La voz de Lucía tembló: “Me dijiste que estabas divorciado. Que vivíais separados. Que íbais a comprar un piso.”
“Lucía, te lo explicaré.”
Un silencio pesado llenó la habitación. Sin decir nada más, Lucía giró sobre sus talones y salió corriendo.
“Isabel”, dijo Alejandro, llevándose las manos a la cabeza. “¿Por qué haces esto?”
“¿Por qué?”, rió. “¿Qué esperabas? ¿Que llorara y te rogara que te quedaras? ¿Que me arrastrara a tus pies?”
Miró alrededor.
“¿Sabes qué es lo más gracioso? Realmente lo amé. Cada arruga, cada cana. Hasta sus ronquidos me parecían entrañables. Estaba lista para envejecer a su lado, para criar nietos.”

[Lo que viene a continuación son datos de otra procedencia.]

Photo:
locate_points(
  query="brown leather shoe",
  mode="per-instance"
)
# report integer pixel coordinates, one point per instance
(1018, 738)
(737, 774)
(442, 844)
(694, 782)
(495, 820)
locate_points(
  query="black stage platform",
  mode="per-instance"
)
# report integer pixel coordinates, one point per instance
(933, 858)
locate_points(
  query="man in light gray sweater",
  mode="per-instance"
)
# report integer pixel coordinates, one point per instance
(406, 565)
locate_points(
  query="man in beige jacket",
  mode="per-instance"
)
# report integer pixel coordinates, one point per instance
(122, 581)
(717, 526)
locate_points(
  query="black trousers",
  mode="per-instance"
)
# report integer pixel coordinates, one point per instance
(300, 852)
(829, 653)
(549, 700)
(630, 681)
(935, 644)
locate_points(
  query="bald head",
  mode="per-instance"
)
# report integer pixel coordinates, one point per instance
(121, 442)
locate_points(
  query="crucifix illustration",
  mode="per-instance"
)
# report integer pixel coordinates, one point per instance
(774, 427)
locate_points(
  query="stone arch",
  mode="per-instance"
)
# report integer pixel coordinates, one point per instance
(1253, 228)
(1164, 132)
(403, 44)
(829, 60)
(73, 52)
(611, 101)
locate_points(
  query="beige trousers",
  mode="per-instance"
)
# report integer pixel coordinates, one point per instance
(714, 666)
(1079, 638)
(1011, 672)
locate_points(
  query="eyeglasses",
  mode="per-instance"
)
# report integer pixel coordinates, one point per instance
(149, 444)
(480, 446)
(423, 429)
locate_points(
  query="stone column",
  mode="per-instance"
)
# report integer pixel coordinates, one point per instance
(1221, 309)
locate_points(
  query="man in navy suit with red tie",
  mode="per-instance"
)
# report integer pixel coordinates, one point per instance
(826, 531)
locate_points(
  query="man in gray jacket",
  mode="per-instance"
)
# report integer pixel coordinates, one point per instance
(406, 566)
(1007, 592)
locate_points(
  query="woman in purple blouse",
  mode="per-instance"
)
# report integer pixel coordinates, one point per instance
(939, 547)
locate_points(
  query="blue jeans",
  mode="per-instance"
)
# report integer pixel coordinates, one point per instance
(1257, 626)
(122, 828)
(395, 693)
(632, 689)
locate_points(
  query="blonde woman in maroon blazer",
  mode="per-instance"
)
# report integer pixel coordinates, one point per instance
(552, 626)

“Hija”, susurró Carmen, “quizá no vale la pena.”
“No, mamá, sí vale”, alzó la voz por primera vez. “Que todos lo sepan. Que sepan cómo tu hijo pidió préstamos para comprar regalos a sus amantes. Cómo usó nuestro dinero. Cómo mintió a todos.”
Extendió otro documento:
“Y esto es lo mejor. ¿Recuerdas, Ale, hace tres meses me pediste que firmara unos papeles? Dijiste que era para Hacienda. Resulta que era una garantía para un préstamo. Hipotecaste mi coche, ¿te imaginas?”
“Hijo”, el padre de Alejandro se levantó con pesar, “nosotros también nos vamos. Llámame cuando… cuando recapacites.”
Carmen abrazó a Isabel:
“Perdónanos, hija. Nunca pensamos que él…”
“No os disculpéis, mamá. Vosotros no tenéis la culpa.”
Alejandro se quedó sentado.Alejandro miró alrededor, sintiendo el peso de su soledad, mientras la lluvia seguía golpeando la ventana como si también llorara por todo lo que había perdido.